Because dumplings resemble the gold ingots that were once China's currency, eating them represents the hope for an auspicious new year. If you’re making them yourself, however, look out: superstition warns against counting the dumplings, for fear that it will lead to scarcity in the new year. Another ancient belief that doubles as a teaching moment: any bad feelings between family members must be resolved before the dumplings are cooked; if they're not, evil spirits will steal them.
In Spain, New Year’s Eve means one thing: a whole lot of grapes. At midnight, everyone from grandmothers to teenagers starts popping the fruit into their mouths one by one, in time with the local clock tower's chimes.

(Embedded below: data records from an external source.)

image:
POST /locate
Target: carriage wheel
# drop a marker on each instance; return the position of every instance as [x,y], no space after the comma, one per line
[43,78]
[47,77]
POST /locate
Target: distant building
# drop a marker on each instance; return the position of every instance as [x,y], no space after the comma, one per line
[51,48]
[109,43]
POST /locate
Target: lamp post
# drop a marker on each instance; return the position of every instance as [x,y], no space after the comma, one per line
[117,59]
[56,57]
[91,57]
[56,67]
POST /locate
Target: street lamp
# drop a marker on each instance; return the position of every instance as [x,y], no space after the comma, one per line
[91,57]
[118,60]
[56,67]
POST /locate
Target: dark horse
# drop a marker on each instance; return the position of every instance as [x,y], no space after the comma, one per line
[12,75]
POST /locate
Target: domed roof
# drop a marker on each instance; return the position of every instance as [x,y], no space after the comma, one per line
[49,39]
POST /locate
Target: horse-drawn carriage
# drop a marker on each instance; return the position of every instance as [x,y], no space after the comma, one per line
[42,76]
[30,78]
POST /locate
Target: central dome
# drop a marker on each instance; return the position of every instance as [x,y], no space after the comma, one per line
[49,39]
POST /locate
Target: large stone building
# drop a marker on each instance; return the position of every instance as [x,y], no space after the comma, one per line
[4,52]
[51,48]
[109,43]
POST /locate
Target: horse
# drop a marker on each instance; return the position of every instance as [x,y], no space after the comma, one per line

The saying goes that if you manage to swallow all twelve before the last stroke of midnight, you can count on a prosperous year. Today, the custom is also going strong in Portugal, Cuba, Venezuela, and a handful of other countries.
The leaves of greens are thought to resemble folded money and supposedly portend a rise in economic fortune. In Denmark, it's kale sweetened with cinnamon and sugar, and in this country, sautéed collard greens are an integral part of a New Year's meal.
The high fat content in pork signifies wealth and prosperity; plus, pigs push their snouts forward when rooting for food, which represents progress (in contrast, turkeys and chickens scratch backward for their food). For that reason, and the superstition that happiness will fly away with the birds' feathers, many people avoid poultry for the New Year). Suckling pig is a favorite at New Year’s meals in Austria, Hungary, and Portugal; in Germany, you'll find roasted pork and sausages, and in Sweden, pork trotters.